Lives Are Changed. Sharing work, sharing hope, hearing about suffering here and overseas ”“ that’s why we go. And one more thing. During worship at our mission trips this summer many of our youth had profound encounters with God. One spoke of having his priorities realigned to include God and to work to make Him the top priority. Another spoke of her future after high school and how God might be calling her to do something different than she thought. Many others spoke of how they wanted to put their faith in action in their everyday living ”“ meeting needs, big and small, in the name of Jesus. Jesus was moving in their hearts and lives in ways that will change them forever.

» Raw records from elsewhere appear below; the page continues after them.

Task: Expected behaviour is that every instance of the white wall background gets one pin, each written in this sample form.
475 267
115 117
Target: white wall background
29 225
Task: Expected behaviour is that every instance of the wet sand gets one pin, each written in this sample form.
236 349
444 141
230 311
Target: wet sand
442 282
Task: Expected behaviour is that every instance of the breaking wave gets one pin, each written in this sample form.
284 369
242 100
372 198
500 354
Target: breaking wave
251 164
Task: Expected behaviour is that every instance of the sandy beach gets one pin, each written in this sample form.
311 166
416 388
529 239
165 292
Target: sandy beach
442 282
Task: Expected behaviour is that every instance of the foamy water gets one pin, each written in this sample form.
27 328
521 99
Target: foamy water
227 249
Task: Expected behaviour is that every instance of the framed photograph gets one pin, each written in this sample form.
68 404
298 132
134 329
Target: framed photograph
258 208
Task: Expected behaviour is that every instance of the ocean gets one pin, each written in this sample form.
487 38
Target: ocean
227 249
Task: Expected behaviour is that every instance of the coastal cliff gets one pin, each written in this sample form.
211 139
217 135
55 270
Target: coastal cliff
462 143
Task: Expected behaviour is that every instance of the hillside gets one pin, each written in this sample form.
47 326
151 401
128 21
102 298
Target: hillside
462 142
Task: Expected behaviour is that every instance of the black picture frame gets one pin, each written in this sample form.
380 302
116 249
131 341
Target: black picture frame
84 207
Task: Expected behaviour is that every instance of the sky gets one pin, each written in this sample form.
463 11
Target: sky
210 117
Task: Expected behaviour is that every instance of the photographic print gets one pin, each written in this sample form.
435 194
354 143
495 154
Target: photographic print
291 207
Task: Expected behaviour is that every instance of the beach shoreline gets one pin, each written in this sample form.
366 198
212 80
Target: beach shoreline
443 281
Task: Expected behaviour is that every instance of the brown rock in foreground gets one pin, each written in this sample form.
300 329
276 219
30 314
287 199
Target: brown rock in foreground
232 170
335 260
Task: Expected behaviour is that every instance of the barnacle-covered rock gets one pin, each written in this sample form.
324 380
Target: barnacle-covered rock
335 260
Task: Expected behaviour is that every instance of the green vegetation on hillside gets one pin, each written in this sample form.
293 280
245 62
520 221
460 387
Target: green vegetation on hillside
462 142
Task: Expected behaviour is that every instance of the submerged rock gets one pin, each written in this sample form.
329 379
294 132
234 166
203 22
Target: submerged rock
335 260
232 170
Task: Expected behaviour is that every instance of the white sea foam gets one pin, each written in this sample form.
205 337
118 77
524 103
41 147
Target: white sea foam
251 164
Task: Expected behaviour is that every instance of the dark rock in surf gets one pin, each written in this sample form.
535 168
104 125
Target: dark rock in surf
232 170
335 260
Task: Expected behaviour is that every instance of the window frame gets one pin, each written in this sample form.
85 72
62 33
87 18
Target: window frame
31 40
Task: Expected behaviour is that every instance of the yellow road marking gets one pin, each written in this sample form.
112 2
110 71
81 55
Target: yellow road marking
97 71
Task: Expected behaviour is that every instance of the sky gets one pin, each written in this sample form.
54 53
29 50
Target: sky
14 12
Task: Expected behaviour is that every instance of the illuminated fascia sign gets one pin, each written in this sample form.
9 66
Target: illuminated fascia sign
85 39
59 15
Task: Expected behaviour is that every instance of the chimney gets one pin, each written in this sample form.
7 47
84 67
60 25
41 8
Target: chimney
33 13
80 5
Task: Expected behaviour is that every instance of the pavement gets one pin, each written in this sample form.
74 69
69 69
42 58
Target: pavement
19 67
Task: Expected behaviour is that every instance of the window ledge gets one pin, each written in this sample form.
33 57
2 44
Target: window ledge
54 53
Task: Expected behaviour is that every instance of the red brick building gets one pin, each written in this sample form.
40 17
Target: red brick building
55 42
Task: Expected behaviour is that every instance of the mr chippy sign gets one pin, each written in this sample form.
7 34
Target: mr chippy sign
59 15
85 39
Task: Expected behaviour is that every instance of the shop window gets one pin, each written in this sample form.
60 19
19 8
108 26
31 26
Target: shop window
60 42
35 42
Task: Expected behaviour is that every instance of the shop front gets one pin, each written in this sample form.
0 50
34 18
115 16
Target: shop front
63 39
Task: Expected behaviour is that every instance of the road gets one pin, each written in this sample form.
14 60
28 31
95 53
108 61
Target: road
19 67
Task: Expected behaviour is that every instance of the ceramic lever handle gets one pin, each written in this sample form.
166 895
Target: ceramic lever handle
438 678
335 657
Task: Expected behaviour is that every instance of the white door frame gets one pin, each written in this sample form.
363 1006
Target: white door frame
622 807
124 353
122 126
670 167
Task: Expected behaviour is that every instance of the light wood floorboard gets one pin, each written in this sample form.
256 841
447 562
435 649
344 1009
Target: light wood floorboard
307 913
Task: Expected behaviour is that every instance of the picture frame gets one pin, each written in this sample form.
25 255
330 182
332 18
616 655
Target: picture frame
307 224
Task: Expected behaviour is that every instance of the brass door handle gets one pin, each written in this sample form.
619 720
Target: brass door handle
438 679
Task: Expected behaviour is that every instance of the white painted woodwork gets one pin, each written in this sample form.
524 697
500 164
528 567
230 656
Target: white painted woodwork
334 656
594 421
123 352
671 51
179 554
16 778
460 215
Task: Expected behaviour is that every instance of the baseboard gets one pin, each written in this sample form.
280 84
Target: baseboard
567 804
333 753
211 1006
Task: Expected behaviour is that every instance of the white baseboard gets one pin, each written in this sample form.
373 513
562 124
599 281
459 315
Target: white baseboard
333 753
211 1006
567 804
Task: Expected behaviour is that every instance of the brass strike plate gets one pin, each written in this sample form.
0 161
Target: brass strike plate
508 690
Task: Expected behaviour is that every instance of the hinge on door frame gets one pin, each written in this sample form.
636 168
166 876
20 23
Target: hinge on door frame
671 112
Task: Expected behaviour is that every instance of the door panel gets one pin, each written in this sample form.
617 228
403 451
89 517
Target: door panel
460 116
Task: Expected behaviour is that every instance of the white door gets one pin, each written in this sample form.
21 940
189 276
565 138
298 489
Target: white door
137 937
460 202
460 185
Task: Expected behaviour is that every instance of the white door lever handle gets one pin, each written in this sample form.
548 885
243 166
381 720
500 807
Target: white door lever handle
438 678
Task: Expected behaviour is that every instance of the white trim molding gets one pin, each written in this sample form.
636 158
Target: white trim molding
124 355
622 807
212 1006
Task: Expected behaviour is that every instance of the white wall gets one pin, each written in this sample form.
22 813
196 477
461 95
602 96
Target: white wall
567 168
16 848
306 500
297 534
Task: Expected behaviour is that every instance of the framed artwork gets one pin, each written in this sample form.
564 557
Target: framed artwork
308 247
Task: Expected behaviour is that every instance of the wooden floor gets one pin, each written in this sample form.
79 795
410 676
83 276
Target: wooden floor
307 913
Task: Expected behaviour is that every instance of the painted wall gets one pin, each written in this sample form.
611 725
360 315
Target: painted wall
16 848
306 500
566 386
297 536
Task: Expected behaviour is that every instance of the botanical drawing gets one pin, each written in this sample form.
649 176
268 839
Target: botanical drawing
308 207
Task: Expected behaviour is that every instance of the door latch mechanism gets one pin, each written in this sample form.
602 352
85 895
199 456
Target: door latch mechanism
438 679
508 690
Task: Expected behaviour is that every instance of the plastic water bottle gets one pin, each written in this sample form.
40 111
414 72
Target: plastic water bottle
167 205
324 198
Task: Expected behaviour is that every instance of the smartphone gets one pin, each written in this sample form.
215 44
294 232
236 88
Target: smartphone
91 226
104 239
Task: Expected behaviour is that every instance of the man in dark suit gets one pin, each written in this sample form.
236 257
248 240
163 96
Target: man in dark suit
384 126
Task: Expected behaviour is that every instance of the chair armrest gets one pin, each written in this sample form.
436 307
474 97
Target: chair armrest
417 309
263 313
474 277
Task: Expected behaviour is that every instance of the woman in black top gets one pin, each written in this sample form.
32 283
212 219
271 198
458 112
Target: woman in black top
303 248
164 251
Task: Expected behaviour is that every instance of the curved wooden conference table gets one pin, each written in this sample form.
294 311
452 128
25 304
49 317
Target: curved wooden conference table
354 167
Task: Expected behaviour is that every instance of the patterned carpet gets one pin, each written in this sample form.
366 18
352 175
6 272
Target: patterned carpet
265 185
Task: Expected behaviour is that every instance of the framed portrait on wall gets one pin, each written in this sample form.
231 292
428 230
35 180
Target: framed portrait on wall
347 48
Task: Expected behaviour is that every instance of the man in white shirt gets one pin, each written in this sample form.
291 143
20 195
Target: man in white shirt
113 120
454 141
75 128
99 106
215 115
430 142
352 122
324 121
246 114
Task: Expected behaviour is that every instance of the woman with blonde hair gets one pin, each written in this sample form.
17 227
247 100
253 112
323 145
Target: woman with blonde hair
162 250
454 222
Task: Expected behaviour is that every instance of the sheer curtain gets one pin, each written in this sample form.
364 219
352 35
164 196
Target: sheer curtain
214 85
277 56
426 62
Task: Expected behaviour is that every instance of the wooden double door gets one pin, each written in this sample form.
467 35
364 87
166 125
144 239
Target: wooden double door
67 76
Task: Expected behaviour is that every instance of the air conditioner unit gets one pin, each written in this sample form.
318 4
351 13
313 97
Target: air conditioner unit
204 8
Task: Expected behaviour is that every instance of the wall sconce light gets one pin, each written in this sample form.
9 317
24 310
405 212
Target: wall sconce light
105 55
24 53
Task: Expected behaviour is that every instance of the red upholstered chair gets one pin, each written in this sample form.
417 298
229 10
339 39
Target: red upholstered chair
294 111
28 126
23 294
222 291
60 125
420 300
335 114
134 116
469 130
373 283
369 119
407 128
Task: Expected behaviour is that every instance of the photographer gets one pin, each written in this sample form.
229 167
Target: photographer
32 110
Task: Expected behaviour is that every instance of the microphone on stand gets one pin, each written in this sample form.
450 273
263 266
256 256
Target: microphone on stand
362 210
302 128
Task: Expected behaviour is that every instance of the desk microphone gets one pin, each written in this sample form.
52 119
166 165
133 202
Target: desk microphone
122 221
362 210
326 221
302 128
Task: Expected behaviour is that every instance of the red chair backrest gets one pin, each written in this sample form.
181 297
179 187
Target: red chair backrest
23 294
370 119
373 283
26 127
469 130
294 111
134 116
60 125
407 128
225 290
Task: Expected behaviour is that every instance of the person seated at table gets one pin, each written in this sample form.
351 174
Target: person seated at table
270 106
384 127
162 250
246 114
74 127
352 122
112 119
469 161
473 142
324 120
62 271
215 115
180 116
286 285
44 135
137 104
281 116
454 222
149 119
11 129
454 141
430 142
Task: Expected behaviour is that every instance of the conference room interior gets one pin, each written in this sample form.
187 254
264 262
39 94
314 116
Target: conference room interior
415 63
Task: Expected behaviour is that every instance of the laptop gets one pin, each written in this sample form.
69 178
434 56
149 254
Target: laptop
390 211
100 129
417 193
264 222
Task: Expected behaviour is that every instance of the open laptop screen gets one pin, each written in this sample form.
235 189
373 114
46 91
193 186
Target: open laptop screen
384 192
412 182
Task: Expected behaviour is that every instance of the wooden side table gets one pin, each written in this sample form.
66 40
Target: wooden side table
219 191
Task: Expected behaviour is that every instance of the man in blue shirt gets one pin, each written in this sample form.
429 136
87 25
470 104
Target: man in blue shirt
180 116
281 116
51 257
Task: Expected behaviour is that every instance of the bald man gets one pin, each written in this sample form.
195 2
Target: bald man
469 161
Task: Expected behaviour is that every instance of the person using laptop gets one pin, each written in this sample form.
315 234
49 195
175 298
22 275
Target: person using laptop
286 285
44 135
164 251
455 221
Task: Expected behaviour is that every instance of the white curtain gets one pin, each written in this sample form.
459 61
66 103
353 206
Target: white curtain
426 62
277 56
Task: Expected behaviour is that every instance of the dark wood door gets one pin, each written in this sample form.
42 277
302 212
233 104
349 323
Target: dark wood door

Why do we send our youth on mission trips when they are often under-qualified for the work they are asked to do? Because it is not all about the work. It is also about sharing hope, seeing injustice, experiencing faith in action, and being changed by the work of the Holy Spirit in our lives. Thank you to my church, Tri-Lakes United Methodist for all that you do to send our youth on these life-changing experiences.

One Comment

  1. Pastor Sunny Eapen
    Pastor Sunny Eapen May 6, 2013

    Greetings From India

    I am glad to see your web site and want to humbly request you to list
    our ministry and our orphanage in India for people who want to come
    here for Mission Trip.
    We will be happy to welcome them if they want to come to volunteer with us.
    Please see our orphanage link and ministry web site given below. We
    have started it by faith in God alone just 1 month before and we are
    in need of your co-operation and support.